A Local Response to an International Crisis

I have been touched by the generous support offered by individuals, charities, businesses and faith organisations across Bristol, who empower us as a local authority to live up to our designation as a City of Sanctuary. However possibly the biggest and most vital international challenge is to do all we can to tackle this crisis at its source to prevent even greater disasters to come.

There are currently over 4 million Syrian refugees in just five countries; Turkey, Lebanon, Jordan, Iraq and Egypt with many more within the EU. It is the largest humanitarian crisis I've seen in my lifetime and it is on our doorstep. It is a massive crisis that merits a much more coordinated international approach than has so far been shown, leaving millions displaced, destitute and vulnerable.

As Mayor of Bristol, one of Britain's major cities and a city with a global outlook, I have been calling on our national government to do more to support local government's response in both the short and the long-term, as we find ourselves under increasing pressure as a result of funding cuts.

As a city with the political will and a heartening popular outpouring of support, we now need government to offer a fully-funded response that matches the needs of the refugees we are desperately trying to help. With increased pressure on essential services, and a dire shortage of social housing, we simply cannot responsibly afford to commit to an open cheque - we need the security from government that we can afford to offer the long-term support these refugees need. This leads to the vital issue of long-term planning.

At the moment the government has committed to taking 20,000 of the most vulnerable refugees over the length of this parliament. While this is well directed and is a welcome start, it is, in all honesty, a drop in the ocean compared with the numbers accepted by many of our European partners. In a recent conversation with the Mayor of Athens I was struck by the pressure that just one challenged city is under and how we have to respond as a caring city community and as a civilised nation. Whilst it is vital that we offer a helping hand to those most in need we must also balance this with a proportion of economically active refugees.

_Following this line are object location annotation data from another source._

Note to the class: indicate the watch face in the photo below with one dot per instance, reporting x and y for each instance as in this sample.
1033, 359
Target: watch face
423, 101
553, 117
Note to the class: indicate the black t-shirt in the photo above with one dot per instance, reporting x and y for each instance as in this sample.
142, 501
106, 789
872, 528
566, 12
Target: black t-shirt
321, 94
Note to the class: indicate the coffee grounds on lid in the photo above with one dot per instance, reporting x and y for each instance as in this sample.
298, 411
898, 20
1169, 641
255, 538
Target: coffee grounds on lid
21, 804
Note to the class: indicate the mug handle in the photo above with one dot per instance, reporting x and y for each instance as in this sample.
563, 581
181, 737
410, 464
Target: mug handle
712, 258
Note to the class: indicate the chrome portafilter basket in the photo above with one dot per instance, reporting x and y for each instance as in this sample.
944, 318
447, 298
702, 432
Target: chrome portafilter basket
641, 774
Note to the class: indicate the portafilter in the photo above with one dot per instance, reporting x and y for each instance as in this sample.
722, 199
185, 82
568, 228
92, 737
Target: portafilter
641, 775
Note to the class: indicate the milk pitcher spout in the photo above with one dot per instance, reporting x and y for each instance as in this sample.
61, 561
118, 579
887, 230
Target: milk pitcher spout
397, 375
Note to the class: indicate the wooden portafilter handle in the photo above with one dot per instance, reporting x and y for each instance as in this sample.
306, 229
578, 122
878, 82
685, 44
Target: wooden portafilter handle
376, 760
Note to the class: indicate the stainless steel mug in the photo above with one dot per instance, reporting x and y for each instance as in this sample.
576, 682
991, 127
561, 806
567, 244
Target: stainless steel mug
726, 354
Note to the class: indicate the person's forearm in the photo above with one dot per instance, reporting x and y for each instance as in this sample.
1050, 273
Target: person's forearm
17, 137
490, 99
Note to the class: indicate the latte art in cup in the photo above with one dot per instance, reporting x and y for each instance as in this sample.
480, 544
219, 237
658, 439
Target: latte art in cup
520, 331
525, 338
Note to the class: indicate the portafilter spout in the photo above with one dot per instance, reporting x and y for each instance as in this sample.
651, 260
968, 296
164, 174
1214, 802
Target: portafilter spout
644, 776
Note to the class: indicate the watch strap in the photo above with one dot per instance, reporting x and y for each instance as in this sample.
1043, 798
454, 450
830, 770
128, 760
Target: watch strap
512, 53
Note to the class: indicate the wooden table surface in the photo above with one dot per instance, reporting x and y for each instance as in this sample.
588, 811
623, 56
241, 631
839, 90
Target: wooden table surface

This is why last week I talked to and subsequently wrote to Richard Harrington MP, Minister at the Home Office responsible for settling refugees, calling on the government to increase the total to 50,000, to include 30,000 of those more able to contribute to the local and national economy. This approach balances the well founded humanitarian compassion, on which the current national offer is based, with the feasibility of responding more appropriately to the massive scale of this problem.

I have been touched by the generous support offered by individuals, charities, businesses and faith organisations across Bristol, who empower us as a local authority to live up to our designation as a City of Sanctuary. However possibly the biggest and most vital international challenge is to do all we can to tackle this crisis at its source to prevent even greater disasters to come.